Landon Brown -- son of frequent jailbird and former Mr. Whitney Houston, Bobby Brown -- was passed over for any genetic talent from dad. His voice is weak, his rap skills lacking and his attempt to cover Bobby's signature song My Preogative -- against Bobby's wishes -- was humiliating. Flashing his underwear and showing off his abs wasn't sexy, but a pathetic attempt to compensate for ruining a pop classic. Hell, even Brit Brit didn't screw it up this badly. Equally embarrassing (that word is going to come up a lot) was Al B. Sure's son, Lil B. Sure. Daddy was a self-described "panty dropper" in his day with his smooth vocals on songs like Night and Day. Lil B is cute (cue flashing of undies and abs), but his vocal range is non-existent.
Crosby Loggins, son of Kenny Loggins, seems so out of place on the show it's painful. He seems like a nice guy and he's got a decent voice, but he's stiff and has zero charisma. Jesse Walsh, daughter of The Eagle's expert axeman Joe Walsh, acquitted herself well on the first episode, but her vocals have subsequently proven to be pedestrian at best. She's pretty and could have a decent pop voice, but is trying too hard to be a rocker. The same goes for Lara Johnston, daughter of the Doobie Brothers' Tom Johnston. Dad gets points for being supportive, even playing guitar while his daughter butchered the Doobie's classic, Long Train Running.
That leaves us with the unlikely "star" of Rock The Cradle, Olivia Newton-John's daughter Chloe Lattanzi.

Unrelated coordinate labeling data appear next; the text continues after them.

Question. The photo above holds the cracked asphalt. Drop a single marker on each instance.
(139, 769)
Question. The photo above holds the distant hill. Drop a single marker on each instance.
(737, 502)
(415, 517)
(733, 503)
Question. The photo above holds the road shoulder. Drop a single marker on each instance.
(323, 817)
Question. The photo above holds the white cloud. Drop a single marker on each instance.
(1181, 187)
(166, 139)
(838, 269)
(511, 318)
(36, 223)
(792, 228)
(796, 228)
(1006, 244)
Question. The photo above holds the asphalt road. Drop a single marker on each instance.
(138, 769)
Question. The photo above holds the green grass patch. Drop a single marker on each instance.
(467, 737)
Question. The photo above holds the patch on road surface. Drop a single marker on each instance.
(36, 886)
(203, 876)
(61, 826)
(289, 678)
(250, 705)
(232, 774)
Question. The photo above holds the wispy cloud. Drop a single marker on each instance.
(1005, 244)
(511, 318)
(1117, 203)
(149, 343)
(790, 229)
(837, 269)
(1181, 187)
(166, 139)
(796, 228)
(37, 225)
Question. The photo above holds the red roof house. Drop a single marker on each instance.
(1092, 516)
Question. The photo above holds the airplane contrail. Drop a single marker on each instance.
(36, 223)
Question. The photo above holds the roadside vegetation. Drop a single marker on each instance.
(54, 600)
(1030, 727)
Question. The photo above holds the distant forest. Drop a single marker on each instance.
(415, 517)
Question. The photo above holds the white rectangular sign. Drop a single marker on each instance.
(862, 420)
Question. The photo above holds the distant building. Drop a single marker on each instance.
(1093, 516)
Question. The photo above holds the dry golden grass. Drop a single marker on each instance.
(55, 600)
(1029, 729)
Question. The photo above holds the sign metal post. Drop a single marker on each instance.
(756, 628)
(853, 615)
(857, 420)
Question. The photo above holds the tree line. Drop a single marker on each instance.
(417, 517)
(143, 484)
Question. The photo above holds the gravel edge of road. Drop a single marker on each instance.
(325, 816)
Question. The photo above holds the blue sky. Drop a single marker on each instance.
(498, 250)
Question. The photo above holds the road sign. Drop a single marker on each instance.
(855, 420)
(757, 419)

At just 22, she has already damaged her face with plastic surgery. The over-inflated lips, stretched brow and smooth face make her look like a freaky doll. The vocals are something else all together. Try to imagine Marlene Dietrich's deep, Germanic drawl mixed with a little Yoko Ono. In the first show, she blamed her ear monitors malfunctioning for a truly bizarre cover of INX's Never Tear Us Apart, but her voice sounded the same on her frenzied cover I Hate Everything About You by Three Days Grace. Last night she turned mom's sweet I Honestly Love You into a dark, Euro-trash dirge (that's the vid clip above). Belinda Carlisle has been giving Chloe big scores, so BC is either back on coke or feeling sorry for the girl. I have to hand it to Chloe -- she's the only thing interesting about the show. Her looks, style and voice are so strange she could have a great career as a performance artist, and I mean that in a good way. She's never going to be a pop or rock star, but she could have a very interesting career if she totally embraces her inner and outer freak. Note to Olivia: lay off the knife yourself. You could bounce quarters off those cheeks.

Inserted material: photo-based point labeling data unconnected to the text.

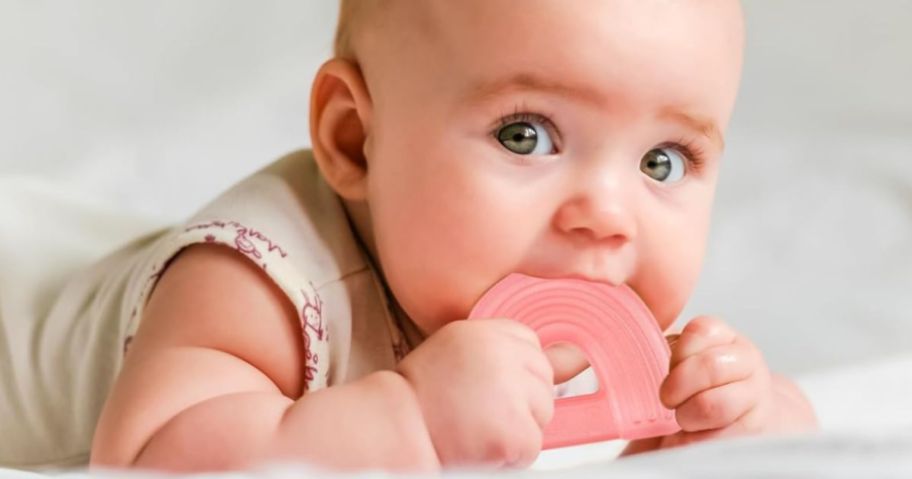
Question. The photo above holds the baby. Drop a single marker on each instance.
(314, 312)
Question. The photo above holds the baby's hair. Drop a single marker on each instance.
(351, 15)
(342, 46)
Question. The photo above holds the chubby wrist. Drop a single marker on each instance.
(401, 405)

Larry Rudolph, former manager of Brit Brit, is the executive producer of the show and if he thinks he's going to find a new pop star in this bunch, he's as delusional as Ms. Spears. Belinda Carlisle's transformation to has-been is now complete, while the other two judges -- choreographer Jamie King and stylist June Ambrose -- eat up screen time talking about the kids' lack of moves and style. The host of the show, Ryan Devlin, is so boring he's practically invisible and his stage patter is not just stiff, but petrified. If MTV wanted a fossil, they could have dug up Kurt Loder to host this mess of a show, or maybe even Martha Quinn. It's shows like this that make me wish MTV would just go back to showing music videos. I still miss Yo' MTV Raps, 120 Minutes and AMP.